Hang on, I've confused myself there. Can we say that as $$u(x,y)+iv(x,y)=\frac{x+\sqrt{x^2+y^2}}{\sqrt{2}(x+\sqrt{x^2+y^2} )^{1/2}}+\frac{iy}{\sqrt{2}(x+\sqrt{x^2+y^2} )^{1/2}}$$ and the $u$ and $v$ we have satisfy those conditions, then the result holds? Or is that just circular because we're given the $u$ and $v$ in the problem? It seems as though it may be. –  Mathmo Dec 9 '11 at 14:44

1 Answer 1

up vote 1 down vote accepted

I assume that you want to prove that $f(z) = f(x + iy) = u(x,y) + i v(x,y)$ is holomorphic in $\mathbb{C} \setminus (-\infty,0]$. Now you can either check that $u$ and $v$ satisfy the Cauchy-Riemann equations, or you can show that $f(z)$ is actually some well-known holomorphic function. I'll go with the second option.

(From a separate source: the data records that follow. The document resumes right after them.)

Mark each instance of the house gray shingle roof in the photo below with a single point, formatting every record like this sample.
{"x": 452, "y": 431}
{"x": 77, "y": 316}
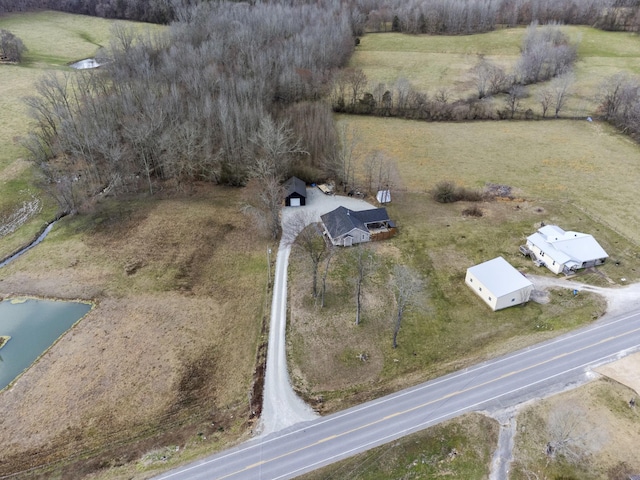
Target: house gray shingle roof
{"x": 295, "y": 185}
{"x": 342, "y": 220}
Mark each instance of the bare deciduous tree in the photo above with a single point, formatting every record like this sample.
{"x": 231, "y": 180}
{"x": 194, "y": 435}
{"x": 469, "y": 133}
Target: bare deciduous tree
{"x": 545, "y": 98}
{"x": 331, "y": 251}
{"x": 306, "y": 235}
{"x": 514, "y": 98}
{"x": 11, "y": 47}
{"x": 569, "y": 436}
{"x": 561, "y": 86}
{"x": 407, "y": 288}
{"x": 364, "y": 264}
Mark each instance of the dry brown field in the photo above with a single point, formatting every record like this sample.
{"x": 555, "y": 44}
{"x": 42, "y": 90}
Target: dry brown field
{"x": 167, "y": 356}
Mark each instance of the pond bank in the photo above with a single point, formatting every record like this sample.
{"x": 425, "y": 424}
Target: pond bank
{"x": 34, "y": 326}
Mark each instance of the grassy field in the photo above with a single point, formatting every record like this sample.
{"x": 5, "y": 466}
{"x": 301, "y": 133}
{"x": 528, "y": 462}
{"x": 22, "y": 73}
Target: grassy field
{"x": 577, "y": 174}
{"x": 53, "y": 40}
{"x": 577, "y": 164}
{"x": 561, "y": 172}
{"x": 433, "y": 62}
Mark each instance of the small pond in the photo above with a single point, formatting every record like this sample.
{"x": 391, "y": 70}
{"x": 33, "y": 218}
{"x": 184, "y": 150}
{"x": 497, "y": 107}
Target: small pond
{"x": 86, "y": 63}
{"x": 33, "y": 325}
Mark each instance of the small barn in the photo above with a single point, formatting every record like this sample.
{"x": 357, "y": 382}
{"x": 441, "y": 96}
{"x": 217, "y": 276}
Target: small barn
{"x": 499, "y": 284}
{"x": 295, "y": 191}
{"x": 564, "y": 251}
{"x": 346, "y": 227}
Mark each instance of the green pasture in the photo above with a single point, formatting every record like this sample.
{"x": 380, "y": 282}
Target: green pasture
{"x": 574, "y": 164}
{"x": 53, "y": 40}
{"x": 431, "y": 63}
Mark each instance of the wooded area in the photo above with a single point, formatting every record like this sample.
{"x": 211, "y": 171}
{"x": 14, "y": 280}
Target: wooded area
{"x": 206, "y": 101}
{"x": 198, "y": 103}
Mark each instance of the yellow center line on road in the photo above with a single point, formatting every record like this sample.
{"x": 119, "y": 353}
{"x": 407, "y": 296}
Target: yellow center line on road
{"x": 431, "y": 402}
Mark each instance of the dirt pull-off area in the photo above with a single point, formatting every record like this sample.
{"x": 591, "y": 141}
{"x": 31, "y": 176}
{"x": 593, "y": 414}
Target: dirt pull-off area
{"x": 625, "y": 371}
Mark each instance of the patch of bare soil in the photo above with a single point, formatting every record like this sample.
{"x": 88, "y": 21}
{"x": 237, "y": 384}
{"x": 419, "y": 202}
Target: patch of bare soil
{"x": 591, "y": 431}
{"x": 625, "y": 371}
{"x": 168, "y": 351}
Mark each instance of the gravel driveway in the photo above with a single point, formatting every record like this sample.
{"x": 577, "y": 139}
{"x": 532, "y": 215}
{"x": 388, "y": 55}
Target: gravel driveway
{"x": 282, "y": 408}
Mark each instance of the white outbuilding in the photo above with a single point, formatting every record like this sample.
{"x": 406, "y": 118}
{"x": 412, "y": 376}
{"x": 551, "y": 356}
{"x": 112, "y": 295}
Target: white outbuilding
{"x": 499, "y": 284}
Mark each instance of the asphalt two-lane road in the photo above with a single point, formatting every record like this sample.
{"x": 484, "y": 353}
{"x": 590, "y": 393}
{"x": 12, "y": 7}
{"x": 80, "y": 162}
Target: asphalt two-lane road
{"x": 533, "y": 372}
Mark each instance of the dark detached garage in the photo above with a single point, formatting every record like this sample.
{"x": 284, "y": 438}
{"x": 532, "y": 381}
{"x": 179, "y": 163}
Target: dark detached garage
{"x": 295, "y": 192}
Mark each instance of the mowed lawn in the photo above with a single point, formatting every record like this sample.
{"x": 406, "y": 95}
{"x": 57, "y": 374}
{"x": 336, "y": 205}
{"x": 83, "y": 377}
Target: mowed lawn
{"x": 431, "y": 63}
{"x": 53, "y": 40}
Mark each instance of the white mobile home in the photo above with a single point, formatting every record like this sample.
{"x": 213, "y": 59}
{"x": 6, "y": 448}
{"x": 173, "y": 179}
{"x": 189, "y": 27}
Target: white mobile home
{"x": 562, "y": 251}
{"x": 499, "y": 284}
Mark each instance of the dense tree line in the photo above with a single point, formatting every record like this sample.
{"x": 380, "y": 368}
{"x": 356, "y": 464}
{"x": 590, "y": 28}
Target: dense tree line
{"x": 198, "y": 103}
{"x": 620, "y": 103}
{"x": 449, "y": 17}
{"x": 452, "y": 17}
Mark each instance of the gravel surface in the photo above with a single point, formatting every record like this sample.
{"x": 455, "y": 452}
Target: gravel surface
{"x": 282, "y": 408}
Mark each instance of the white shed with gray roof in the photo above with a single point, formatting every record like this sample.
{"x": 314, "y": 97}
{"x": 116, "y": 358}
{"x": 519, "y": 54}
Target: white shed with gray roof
{"x": 499, "y": 284}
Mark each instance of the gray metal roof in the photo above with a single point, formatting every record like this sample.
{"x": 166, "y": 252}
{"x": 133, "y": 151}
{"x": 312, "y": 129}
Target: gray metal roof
{"x": 565, "y": 246}
{"x": 499, "y": 276}
{"x": 295, "y": 185}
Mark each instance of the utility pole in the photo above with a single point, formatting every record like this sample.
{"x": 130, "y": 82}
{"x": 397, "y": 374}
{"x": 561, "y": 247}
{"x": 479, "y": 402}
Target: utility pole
{"x": 268, "y": 267}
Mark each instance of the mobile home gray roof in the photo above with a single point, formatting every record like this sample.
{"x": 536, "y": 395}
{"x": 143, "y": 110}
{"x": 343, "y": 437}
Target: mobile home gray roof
{"x": 567, "y": 246}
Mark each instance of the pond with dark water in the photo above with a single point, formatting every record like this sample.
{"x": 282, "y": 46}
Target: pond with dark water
{"x": 33, "y": 325}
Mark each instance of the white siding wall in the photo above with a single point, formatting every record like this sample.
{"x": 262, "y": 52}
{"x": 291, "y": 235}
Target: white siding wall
{"x": 497, "y": 303}
{"x": 550, "y": 263}
{"x": 357, "y": 236}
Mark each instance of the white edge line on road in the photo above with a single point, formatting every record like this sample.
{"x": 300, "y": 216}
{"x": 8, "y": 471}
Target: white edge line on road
{"x": 428, "y": 384}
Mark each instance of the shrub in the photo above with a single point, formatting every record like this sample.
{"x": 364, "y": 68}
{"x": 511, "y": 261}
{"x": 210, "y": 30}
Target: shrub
{"x": 445, "y": 192}
{"x": 472, "y": 211}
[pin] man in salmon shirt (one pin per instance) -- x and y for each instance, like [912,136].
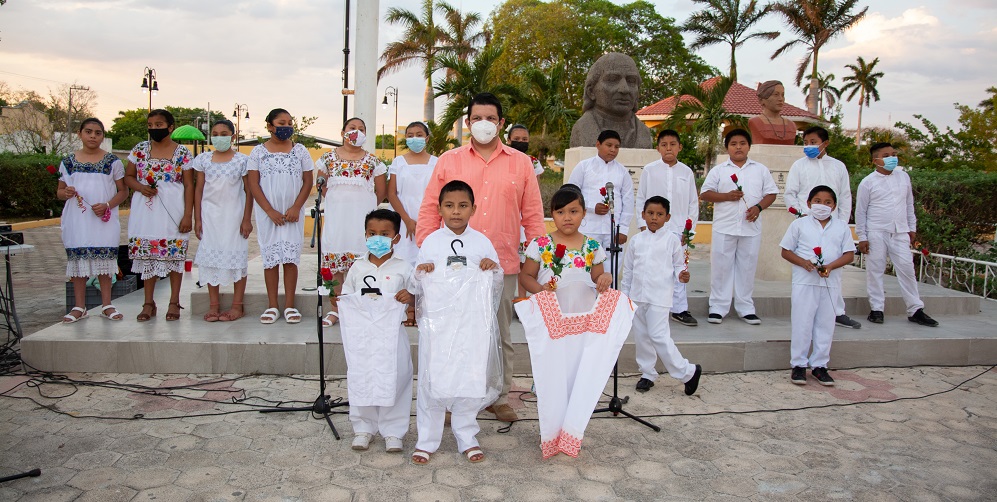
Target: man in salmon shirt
[507,196]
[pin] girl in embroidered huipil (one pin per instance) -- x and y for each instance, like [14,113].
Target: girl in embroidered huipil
[223,251]
[355,184]
[90,181]
[280,179]
[162,210]
[565,254]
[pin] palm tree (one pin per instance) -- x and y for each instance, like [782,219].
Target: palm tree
[862,81]
[703,105]
[827,93]
[470,77]
[815,23]
[419,44]
[724,21]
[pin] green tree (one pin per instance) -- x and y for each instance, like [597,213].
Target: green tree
[725,22]
[814,23]
[701,111]
[862,81]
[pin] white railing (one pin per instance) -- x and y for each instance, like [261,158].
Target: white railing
[975,277]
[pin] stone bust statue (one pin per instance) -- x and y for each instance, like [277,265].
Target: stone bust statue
[612,88]
[771,128]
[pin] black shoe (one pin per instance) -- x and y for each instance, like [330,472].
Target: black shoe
[644,385]
[921,318]
[799,376]
[821,375]
[848,322]
[685,318]
[752,319]
[693,383]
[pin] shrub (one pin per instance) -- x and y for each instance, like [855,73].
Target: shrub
[26,188]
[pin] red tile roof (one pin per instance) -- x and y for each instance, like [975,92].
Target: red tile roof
[740,99]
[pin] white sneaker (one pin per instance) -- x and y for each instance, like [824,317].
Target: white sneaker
[392,444]
[361,442]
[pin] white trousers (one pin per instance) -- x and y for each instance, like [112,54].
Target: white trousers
[812,317]
[430,418]
[897,247]
[733,260]
[652,336]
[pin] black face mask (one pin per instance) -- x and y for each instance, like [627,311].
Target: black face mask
[158,135]
[520,145]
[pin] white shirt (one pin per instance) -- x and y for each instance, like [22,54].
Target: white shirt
[807,173]
[391,277]
[756,182]
[591,175]
[805,234]
[437,247]
[884,203]
[677,184]
[651,265]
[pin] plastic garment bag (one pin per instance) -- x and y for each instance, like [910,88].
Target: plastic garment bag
[376,347]
[459,352]
[575,337]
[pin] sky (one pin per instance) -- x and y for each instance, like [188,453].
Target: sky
[288,53]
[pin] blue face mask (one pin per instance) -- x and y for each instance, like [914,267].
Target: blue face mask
[378,245]
[890,163]
[417,145]
[283,133]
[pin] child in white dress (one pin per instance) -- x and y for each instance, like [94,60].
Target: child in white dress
[223,252]
[279,174]
[162,208]
[355,185]
[91,183]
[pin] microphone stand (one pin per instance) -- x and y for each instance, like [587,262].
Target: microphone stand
[615,402]
[323,404]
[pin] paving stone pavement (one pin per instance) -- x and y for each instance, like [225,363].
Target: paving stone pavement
[942,447]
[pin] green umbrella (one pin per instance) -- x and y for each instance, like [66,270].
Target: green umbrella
[188,133]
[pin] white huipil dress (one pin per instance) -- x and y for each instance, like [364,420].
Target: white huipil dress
[91,244]
[281,181]
[223,253]
[411,186]
[349,198]
[155,243]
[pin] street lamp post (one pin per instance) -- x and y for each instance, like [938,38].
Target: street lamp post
[392,91]
[150,84]
[239,108]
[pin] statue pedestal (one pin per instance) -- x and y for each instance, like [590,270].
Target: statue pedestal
[775,219]
[634,159]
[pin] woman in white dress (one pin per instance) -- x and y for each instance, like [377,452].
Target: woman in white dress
[409,175]
[355,185]
[280,179]
[162,210]
[223,252]
[90,181]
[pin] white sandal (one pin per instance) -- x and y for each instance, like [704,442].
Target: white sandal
[292,316]
[70,318]
[329,321]
[269,316]
[114,315]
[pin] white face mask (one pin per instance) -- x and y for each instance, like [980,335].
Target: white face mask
[483,131]
[820,211]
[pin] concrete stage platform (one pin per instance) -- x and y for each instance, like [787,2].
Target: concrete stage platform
[967,335]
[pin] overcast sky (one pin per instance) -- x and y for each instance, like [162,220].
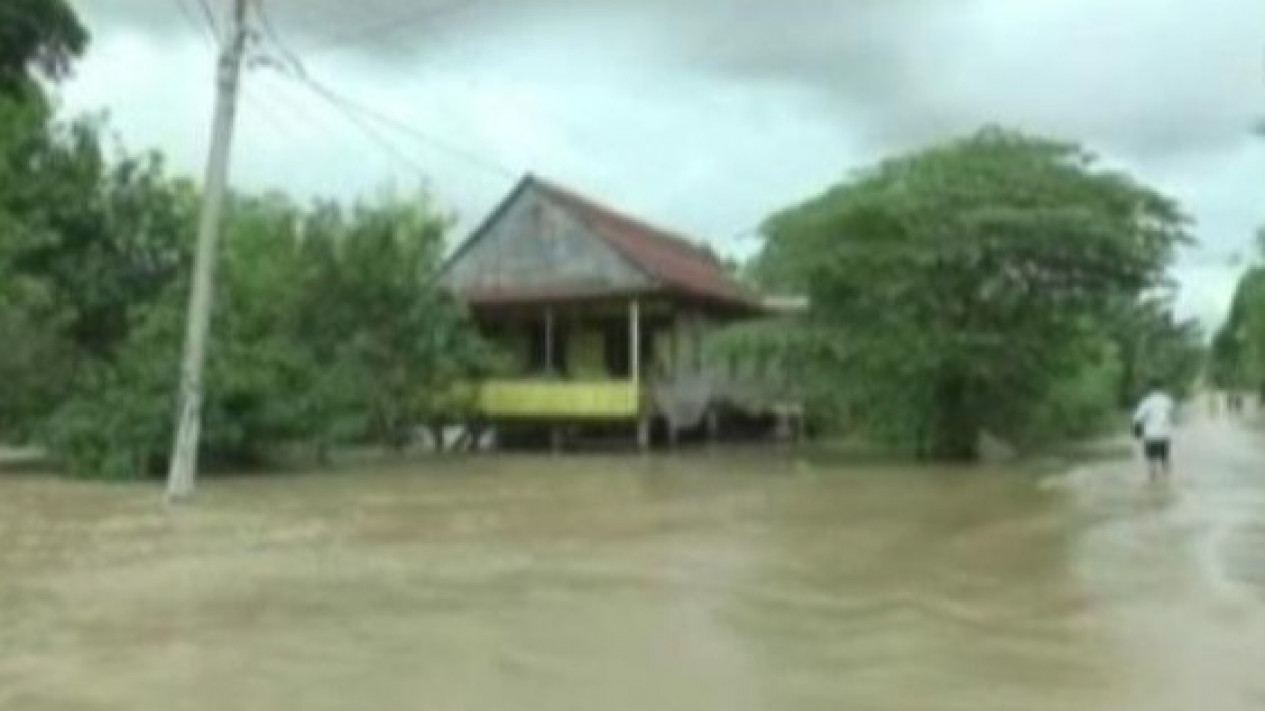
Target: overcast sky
[705,115]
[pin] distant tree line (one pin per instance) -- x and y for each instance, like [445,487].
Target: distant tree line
[328,327]
[999,282]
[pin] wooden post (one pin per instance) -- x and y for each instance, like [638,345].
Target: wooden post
[635,340]
[189,420]
[643,430]
[549,342]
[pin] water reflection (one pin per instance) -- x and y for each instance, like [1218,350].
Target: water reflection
[710,581]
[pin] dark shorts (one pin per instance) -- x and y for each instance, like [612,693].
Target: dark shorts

Now as you wrote in a comment,

$$f(z) = \frac{x + \sqrt{x^2 + y^2}}{\sqrt{2}(x + \sqrt{x^2 + y^2})^{1/2}} + \frac{iy}{\sqrt{2}(x + \sqrt{x^2 + y^2})^{1/2}},$$ which simplifies to

$$f(z) = \frac{z + |z|}{\sqrt{2(x+|z|)}}.$$

Now let $g(z) = f(z)^2$. Then

$$g(z) = \frac{z^2 + 2|z|z + |z|^2}{2(x + |z|)} = \frac{z(z + 2|z| + \bar{z})}{2(x + |z|)} = z.$$

This means that $f$ is a branch of the square root, valid as $2(x + |z|) \neq 0$, or in $\mathbb{C} \setminus (-\infty,0]$.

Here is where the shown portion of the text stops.